To some degree I hold the bar association responsible for having professionalized a legal education in this country. The effect of that professionalization is to denude a good, liberal arts education of these basic concepts.  Only those willing to jump through the hoops of college, L.S.A.T., and law school admissions get to know what these concepts mean. That is not enough instruction for the voting public to internalize the ideas or have them take on practical and sustained meaning.  And here is something else I know that I don’t think President Trump or Steve Bannon believe:  the students I have are hungry for this information. They appreciate knowing it, and quickly apply the concepts to very contemporary internet-related issues of communications and intellectual property law, online harassment, privacy and free speech. 

 Students come alive when given the intellectual tools of our society.  Isn’t that they way to counteract those forces that would prefer to mock and abuse those tools?  Colleges and universities could tie this exercise to our outreach missions.  Higher education, open the doors and invite the public in for the day.  Opportunists such as Putin and Trump cynically take advantage of ignorance. Bannon is practically a self-professed fascist, adopting none other than the Italian fascist Julius Evola’s theories that should have ended with Mussolini hanging by his toes. Here is a test to determine whether we need such a day. Answer the following question: What is the doctrine of stare decisis and how does it related to Ajit Pai’s agenda for the Federal Communication’s Commission?  Even if you know the answer, ask your students this week.  Played out politically, that answer may have an impact on their use of the internet for some time.
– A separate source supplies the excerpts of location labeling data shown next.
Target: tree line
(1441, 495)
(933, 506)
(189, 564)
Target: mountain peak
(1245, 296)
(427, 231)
 On May 1, college and universities should cancel classes, get students to be guides, set out a coffee and teas service and bring the public in to learn about essential American political ideas and values. Administrators, academics and young instructors can lead discussion sections on what U.S. law means, why it has sustained this country from Revolution to Civil War, from an agricultural to an industrial to an information economy, slavery to freedom, and through successive waves of immigration.  People still want to come to this country.  Notwithstanding our flaws, the United States embraced law as the foundation to freedom and liberty, to encourage both incentive and innovation, to offer spiritual and material expression to our humanity.  That is a tradition worth remembering, one we should celebrate, and share deeply its meaning for contemporary challenges to its principles in today’s society.